With a Decree of the Council of Ministers from 7 May 1974, a division of the Agricultural Academy was created in Stara Zagora under the name of Higher Institute of Zootechnics and Veterinary Medicine (HIZVM). This relocation of the FVM had primary concern for creation of appropriate conditions for tuition and research. The structure of the FVM comprised 18 departments. Most of professors (about 75%) came from Sofia to Stara Zagora and this was considered the main reason for the successful transfer of academic traditions to the new site.

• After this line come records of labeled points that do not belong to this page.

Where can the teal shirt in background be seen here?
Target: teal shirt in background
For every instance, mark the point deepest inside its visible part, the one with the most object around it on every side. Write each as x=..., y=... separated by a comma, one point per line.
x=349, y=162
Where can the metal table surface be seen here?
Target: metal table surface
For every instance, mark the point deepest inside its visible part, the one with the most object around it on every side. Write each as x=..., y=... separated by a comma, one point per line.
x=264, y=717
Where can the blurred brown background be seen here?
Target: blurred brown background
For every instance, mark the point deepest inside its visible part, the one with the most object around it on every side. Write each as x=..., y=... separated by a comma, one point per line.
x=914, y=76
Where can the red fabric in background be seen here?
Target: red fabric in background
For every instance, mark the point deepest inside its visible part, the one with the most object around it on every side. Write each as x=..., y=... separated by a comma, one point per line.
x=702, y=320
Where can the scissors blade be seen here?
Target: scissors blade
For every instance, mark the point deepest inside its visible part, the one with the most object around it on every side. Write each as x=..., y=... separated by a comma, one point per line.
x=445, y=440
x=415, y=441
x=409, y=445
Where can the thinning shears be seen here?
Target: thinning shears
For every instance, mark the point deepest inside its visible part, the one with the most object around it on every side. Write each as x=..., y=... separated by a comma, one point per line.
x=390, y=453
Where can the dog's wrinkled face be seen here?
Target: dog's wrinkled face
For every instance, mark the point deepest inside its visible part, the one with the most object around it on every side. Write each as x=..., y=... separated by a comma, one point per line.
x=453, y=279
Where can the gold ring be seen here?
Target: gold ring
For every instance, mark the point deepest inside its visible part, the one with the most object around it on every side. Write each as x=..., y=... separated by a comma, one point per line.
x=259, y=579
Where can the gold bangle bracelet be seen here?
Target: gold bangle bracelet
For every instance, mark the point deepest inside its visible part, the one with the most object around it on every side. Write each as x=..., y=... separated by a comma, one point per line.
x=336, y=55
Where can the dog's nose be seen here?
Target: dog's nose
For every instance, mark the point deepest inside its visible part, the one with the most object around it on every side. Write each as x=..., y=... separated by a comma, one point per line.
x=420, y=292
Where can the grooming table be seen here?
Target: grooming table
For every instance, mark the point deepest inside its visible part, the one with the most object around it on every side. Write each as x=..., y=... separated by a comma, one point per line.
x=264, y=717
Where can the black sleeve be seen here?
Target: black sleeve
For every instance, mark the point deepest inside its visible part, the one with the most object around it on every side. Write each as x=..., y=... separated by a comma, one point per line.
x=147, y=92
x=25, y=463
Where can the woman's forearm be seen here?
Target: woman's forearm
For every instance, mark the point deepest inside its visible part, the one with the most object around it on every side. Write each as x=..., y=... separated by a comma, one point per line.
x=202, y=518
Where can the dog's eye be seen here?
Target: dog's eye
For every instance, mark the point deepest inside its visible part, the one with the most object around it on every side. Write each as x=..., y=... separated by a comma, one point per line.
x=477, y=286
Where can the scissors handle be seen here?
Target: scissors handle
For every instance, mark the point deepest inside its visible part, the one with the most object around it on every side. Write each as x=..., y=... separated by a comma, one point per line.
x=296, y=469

For 85 years, the FVM has trained about 12,000 veterinary professionals in order to overcome the existing deficit. The gained international appreciation of the Faculty of Veterinary Medicine as a renowned higher education establishment, motivated many countries to send their nationals for obtaining a degree in veterinary medicine in Bulgaria. About 400 foreign citizens from 46 countries graduated from the FVM and another 60 had finished their PhD studies here.

 

Professor Stephan Angeloff (1878-1964)

Prof. Stephan Angeloff was born on 28 February 1878 in Kotel. Graduated from the Berlin University in 1901 as a DVM. He specialized in microbiology in the laboratory of Robert Koch in Koch's Institute in Berlin (1905-1908) working with his famous collaborators Wassermann, Lentz, Schilling, Doenitz, Loeffler, Gafki and also in the laboratory of Prof. Oestertag in the Institute of Hygiene in Berlin. He defended his doctor's degree in 1907 in Giessen where he worked with Ulenchut. Later he specialized in Frankfurt with Paul Ehrlich, and in Paris at the Pasteur Institute with Gaston Ramon. He became known for his serious research work in Bulgaria as follows:

1909 - Introduction of the Wassermann reaction for serodiagnostics of syphilis;

1909 - Head of the Veterinary Bacteriological Center in Sofia for 22 years;

1910 - Production for the first time in Bulgaria of tuberculin, malein, anti-antrax vaccine and serum against antrax;

1912 - Production of serum against hog cholera; Diagnosis of cholera and classical typhus during the Balkan war;

1913 - Elected Head of the Medical Bacteriological Institute in Sofia; Production of anti-cholera vaccine; Start of the protozoological investigation in Bulgaria - hemosporidiosis in the Aegean region and durin in horse farms; Creation of center in Ladgakjoy, near Burgas, organizing the fight against rinderpest by developing a vaccine, and due to this activity the spread of rinderpest in Europe is stopped for the first time in centuries;

1923 - Founder and first professor of the Department of Bacterial and Infectious Diseases of the Faculty of Veterinary Medicine at the Sofia University, later elected five times for Dean of this Faculty;

1930 - Introduction of foot-and-mouth disease diagnosis;

1940 - Doctor Honoris Causa of the Higher Veterinary School in Hanover; Elected Honorable Member of the Royal Leopoldine-Karoline Academy of Natural Sciences in Haale;

1941/1942 - Rector of the Sofia University "St. Kliment Ohridski";

1947 - Elected Regular Member (Academician) of the Bulgarian Academy of Sciences; Director of the newly founded by his initiative Institute of Microbiology of the Bulgarian Academy of Sciences;

1949 - First description of erysipeloid (together with Prof. Ljuben Popov);

1951 - First communication on Q-fever in Bulgaria.